この解説はSiC-MOSFETの特性劣化現象が発生した際に現れる積層欠陥の形状について整理しました。そしてその形状から基底面転位の素性が推察されます、という話を解説しました。SiC-MOSFETの特性劣化の対策の参考になればと思います。ご精読ありがとうございます。

この連載の解説文の一部については、筑波大学 関口隆史教授から助言をいただきました。また、ISEES-LLPのメンバーからも色々と助言を受けました。感謝いたします。

この解説文は以下の文献を参考にしました。

X. J. Ning & P. Pirouz, J. Material Research 11 884-894 (1996).

S. J. Maximenko et al., Appl. Phys. Lett. 87 033503 (2005).

M. Skowronski & S. Ha, J. Appl. Phys. 99 011101 (2006).

N. Zhang, et al., Appl. Phys. Lett., 94 122108 (2009).

B. Chen et al., J. Appl. Phys., 106 074502 (2009).

B. Chen et al., Phy. Rev. B 81 233203 (2010).

X. Zhang et al., Mat. Sci Forum Vol. 679-680 pp306 (2011).

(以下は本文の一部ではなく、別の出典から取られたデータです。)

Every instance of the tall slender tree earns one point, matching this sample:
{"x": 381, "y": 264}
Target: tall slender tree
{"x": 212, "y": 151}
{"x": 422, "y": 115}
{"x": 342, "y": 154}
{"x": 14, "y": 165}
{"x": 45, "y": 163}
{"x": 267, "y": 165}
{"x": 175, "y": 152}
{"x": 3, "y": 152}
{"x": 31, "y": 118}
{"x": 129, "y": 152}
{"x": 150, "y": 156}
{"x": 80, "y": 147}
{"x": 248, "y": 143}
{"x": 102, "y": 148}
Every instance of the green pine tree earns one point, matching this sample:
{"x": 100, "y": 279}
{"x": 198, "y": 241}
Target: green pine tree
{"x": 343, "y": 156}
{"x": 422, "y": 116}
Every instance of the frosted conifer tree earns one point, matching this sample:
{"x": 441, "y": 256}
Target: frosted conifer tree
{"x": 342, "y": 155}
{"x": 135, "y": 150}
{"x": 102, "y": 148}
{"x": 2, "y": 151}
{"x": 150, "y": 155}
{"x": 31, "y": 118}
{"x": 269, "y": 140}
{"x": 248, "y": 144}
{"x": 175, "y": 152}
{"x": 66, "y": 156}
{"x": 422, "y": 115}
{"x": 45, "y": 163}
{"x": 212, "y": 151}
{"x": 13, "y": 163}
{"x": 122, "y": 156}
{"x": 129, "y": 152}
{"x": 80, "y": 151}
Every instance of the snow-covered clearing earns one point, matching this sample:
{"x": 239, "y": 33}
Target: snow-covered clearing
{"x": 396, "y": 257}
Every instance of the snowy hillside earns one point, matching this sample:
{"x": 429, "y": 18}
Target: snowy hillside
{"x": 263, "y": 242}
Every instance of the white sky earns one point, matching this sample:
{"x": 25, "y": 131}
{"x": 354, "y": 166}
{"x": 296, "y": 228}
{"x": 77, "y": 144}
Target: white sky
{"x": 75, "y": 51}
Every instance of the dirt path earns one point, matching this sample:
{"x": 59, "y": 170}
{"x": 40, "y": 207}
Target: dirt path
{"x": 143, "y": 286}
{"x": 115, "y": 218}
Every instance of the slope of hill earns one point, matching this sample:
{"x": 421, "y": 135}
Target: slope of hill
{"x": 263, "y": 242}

H. Matsuhata et. al., Philos. Mag. 94 1674 (2014).

松畑ら、電気学会論文誌A 135  pp768 (2015).

A. Tanaka et al., J. Appl. Phys. 119 095711 (2016).

A. Iijima et al., Philos. Mag. 97 2736 (2017).

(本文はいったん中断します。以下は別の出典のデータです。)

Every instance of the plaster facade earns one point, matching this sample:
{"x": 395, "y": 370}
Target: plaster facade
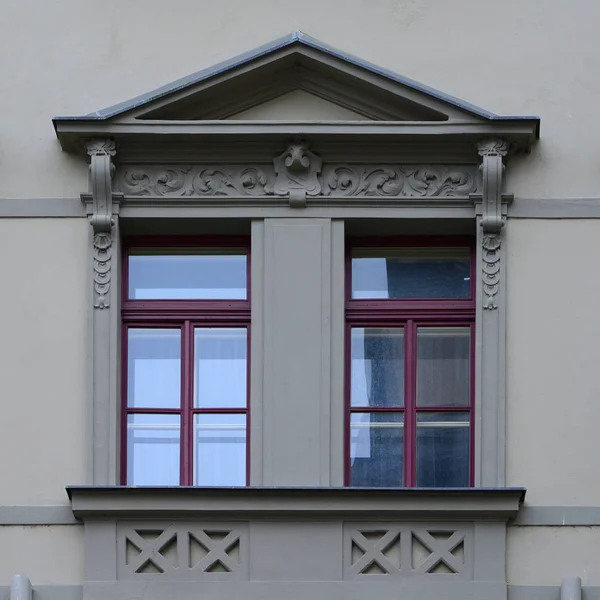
{"x": 514, "y": 57}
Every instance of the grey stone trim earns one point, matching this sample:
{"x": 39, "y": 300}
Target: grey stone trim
{"x": 379, "y": 503}
{"x": 37, "y": 515}
{"x": 547, "y": 592}
{"x": 521, "y": 208}
{"x": 515, "y": 592}
{"x": 557, "y": 516}
{"x": 555, "y": 208}
{"x": 528, "y": 516}
{"x": 49, "y": 592}
{"x": 41, "y": 207}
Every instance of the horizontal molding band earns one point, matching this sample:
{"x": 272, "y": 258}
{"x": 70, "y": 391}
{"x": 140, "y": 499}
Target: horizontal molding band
{"x": 529, "y": 516}
{"x": 41, "y": 207}
{"x": 515, "y": 592}
{"x": 521, "y": 208}
{"x": 37, "y": 515}
{"x": 49, "y": 592}
{"x": 559, "y": 516}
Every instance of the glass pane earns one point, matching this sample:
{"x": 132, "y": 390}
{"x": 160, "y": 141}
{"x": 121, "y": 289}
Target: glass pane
{"x": 153, "y": 449}
{"x": 220, "y": 368}
{"x": 377, "y": 373}
{"x": 411, "y": 273}
{"x": 443, "y": 366}
{"x": 376, "y": 449}
{"x": 220, "y": 450}
{"x": 153, "y": 368}
{"x": 443, "y": 449}
{"x": 188, "y": 275}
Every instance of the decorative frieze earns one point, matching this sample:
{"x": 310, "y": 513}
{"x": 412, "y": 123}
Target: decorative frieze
{"x": 335, "y": 180}
{"x": 298, "y": 172}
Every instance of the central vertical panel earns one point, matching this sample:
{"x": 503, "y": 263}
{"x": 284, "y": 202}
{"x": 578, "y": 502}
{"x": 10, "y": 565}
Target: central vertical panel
{"x": 297, "y": 342}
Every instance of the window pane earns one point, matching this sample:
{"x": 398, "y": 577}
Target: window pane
{"x": 154, "y": 368}
{"x": 220, "y": 450}
{"x": 220, "y": 368}
{"x": 189, "y": 275}
{"x": 376, "y": 449}
{"x": 443, "y": 366}
{"x": 377, "y": 373}
{"x": 153, "y": 449}
{"x": 411, "y": 273}
{"x": 443, "y": 449}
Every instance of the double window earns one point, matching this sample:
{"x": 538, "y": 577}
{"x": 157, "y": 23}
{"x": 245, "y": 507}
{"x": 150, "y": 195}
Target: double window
{"x": 186, "y": 327}
{"x": 410, "y": 314}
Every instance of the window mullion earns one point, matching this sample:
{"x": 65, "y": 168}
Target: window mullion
{"x": 409, "y": 403}
{"x": 187, "y": 382}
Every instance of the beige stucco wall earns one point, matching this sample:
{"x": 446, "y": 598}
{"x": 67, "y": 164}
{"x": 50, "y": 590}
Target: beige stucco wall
{"x": 553, "y": 355}
{"x": 547, "y": 555}
{"x": 511, "y": 57}
{"x": 42, "y": 358}
{"x": 47, "y": 555}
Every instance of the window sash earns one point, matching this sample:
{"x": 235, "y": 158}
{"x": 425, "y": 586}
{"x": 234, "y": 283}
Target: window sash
{"x": 188, "y": 317}
{"x": 411, "y": 315}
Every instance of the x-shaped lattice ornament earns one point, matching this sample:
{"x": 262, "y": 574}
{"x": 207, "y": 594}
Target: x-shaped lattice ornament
{"x": 441, "y": 551}
{"x": 217, "y": 550}
{"x": 374, "y": 552}
{"x": 150, "y": 550}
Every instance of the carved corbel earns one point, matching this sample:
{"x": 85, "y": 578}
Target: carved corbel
{"x": 101, "y": 172}
{"x": 493, "y": 215}
{"x": 297, "y": 174}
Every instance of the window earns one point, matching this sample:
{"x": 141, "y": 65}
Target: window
{"x": 410, "y": 317}
{"x": 186, "y": 326}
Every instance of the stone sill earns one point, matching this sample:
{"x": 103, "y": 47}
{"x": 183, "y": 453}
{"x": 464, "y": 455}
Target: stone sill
{"x": 95, "y": 502}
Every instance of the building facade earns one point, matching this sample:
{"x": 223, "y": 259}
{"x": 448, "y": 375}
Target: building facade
{"x": 295, "y": 324}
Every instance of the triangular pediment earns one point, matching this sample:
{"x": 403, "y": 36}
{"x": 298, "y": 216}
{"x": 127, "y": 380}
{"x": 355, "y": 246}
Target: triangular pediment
{"x": 293, "y": 80}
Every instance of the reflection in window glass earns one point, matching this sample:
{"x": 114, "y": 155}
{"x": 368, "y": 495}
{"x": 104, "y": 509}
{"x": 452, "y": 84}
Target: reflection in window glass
{"x": 153, "y": 449}
{"x": 388, "y": 273}
{"x": 153, "y": 368}
{"x": 220, "y": 449}
{"x": 376, "y": 449}
{"x": 443, "y": 449}
{"x": 187, "y": 275}
{"x": 443, "y": 366}
{"x": 377, "y": 373}
{"x": 220, "y": 367}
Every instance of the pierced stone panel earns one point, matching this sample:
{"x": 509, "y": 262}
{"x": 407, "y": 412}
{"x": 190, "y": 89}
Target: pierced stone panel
{"x": 406, "y": 550}
{"x": 183, "y": 551}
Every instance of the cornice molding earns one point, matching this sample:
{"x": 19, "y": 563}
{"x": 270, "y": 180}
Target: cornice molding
{"x": 380, "y": 503}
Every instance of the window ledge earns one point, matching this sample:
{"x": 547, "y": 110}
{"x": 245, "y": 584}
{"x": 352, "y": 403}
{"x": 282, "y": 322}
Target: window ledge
{"x": 498, "y": 504}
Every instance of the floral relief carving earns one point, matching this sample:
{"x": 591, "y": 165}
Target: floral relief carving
{"x": 491, "y": 269}
{"x": 400, "y": 181}
{"x": 102, "y": 265}
{"x": 302, "y": 175}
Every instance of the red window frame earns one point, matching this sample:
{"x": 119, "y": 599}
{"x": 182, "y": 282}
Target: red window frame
{"x": 409, "y": 314}
{"x": 185, "y": 315}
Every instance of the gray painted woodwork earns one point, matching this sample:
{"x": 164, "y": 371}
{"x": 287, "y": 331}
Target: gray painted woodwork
{"x": 20, "y": 588}
{"x": 571, "y": 589}
{"x": 297, "y": 350}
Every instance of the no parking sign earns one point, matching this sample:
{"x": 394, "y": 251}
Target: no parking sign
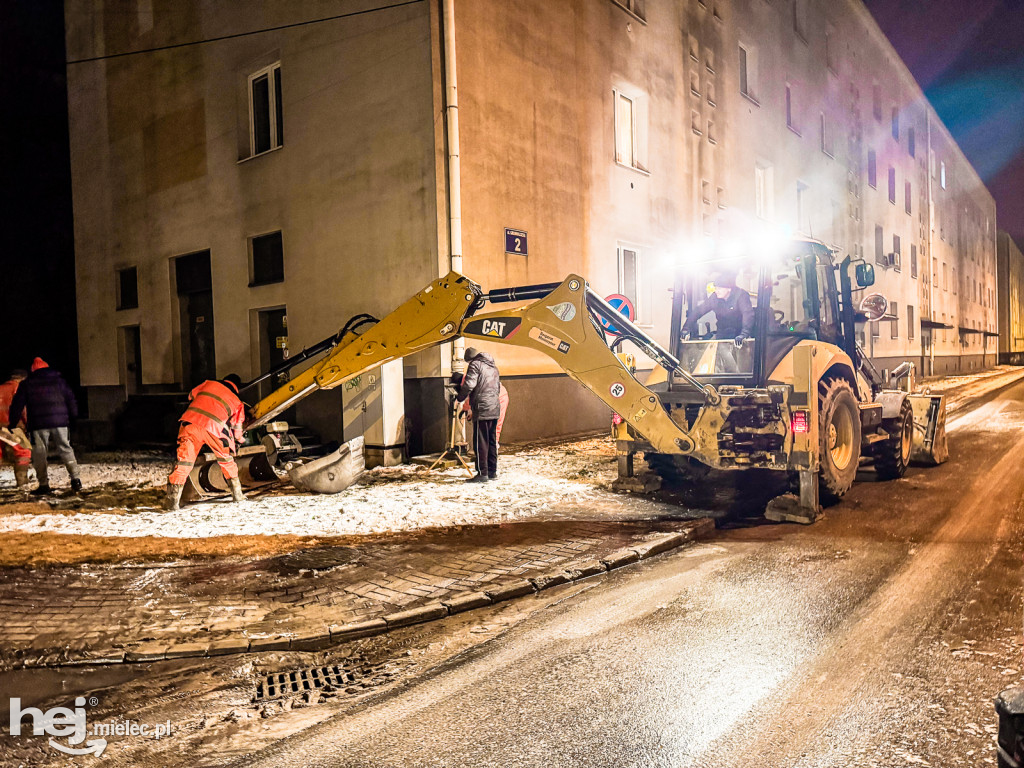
{"x": 623, "y": 305}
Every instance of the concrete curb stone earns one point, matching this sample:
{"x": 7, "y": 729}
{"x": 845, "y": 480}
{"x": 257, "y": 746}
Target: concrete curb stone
{"x": 316, "y": 640}
{"x": 416, "y": 615}
{"x": 466, "y": 602}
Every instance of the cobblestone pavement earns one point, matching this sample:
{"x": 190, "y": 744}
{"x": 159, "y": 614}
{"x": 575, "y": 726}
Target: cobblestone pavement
{"x": 304, "y": 599}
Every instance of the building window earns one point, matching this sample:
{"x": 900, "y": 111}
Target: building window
{"x": 633, "y": 283}
{"x": 826, "y": 145}
{"x": 128, "y": 288}
{"x": 636, "y": 7}
{"x": 631, "y": 131}
{"x": 764, "y": 198}
{"x": 749, "y": 72}
{"x": 267, "y": 259}
{"x": 800, "y": 18}
{"x": 266, "y": 123}
{"x": 790, "y": 110}
{"x": 830, "y": 52}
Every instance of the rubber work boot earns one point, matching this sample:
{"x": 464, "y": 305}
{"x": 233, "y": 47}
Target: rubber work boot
{"x": 173, "y": 498}
{"x": 237, "y": 494}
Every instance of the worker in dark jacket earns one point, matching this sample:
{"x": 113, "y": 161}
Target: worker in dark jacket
{"x": 482, "y": 387}
{"x": 732, "y": 308}
{"x": 48, "y": 406}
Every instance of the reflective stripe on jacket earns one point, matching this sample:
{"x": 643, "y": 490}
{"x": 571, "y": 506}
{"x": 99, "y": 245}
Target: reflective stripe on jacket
{"x": 216, "y": 408}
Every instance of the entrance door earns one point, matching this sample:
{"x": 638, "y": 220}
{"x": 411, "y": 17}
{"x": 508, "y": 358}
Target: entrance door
{"x": 131, "y": 375}
{"x": 199, "y": 360}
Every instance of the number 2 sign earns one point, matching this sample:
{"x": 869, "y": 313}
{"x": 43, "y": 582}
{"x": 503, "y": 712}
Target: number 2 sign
{"x": 515, "y": 242}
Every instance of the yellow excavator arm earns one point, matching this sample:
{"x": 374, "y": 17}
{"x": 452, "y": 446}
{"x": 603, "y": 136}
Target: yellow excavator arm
{"x": 563, "y": 324}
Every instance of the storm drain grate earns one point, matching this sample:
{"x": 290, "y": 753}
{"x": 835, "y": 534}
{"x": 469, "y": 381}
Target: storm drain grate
{"x": 299, "y": 681}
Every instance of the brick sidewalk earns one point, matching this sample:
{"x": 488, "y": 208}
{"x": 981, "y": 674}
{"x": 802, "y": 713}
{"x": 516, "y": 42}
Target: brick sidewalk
{"x": 303, "y": 600}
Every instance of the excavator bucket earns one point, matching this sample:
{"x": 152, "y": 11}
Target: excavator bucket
{"x": 206, "y": 479}
{"x": 929, "y": 429}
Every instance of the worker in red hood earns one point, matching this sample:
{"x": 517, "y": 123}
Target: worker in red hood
{"x": 48, "y": 406}
{"x": 14, "y": 443}
{"x": 214, "y": 419}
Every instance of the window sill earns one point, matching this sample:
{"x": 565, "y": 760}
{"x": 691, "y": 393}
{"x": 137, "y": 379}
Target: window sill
{"x": 641, "y": 171}
{"x": 260, "y": 155}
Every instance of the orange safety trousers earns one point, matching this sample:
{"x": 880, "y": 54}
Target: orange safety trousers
{"x": 190, "y": 440}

H. Matsuhata & T. Sekiguchi, Philos. Mag. 98 878 (2018).

T. Kimoto & H. Watanabe, Appl. Phys. Express 13 120101 (2020).

松畑 & 関口、日本結晶学会誌62 150 (2020).

J. Nishio et al., Jpn. J. Appl. Phys. 61 SC1005 (2022).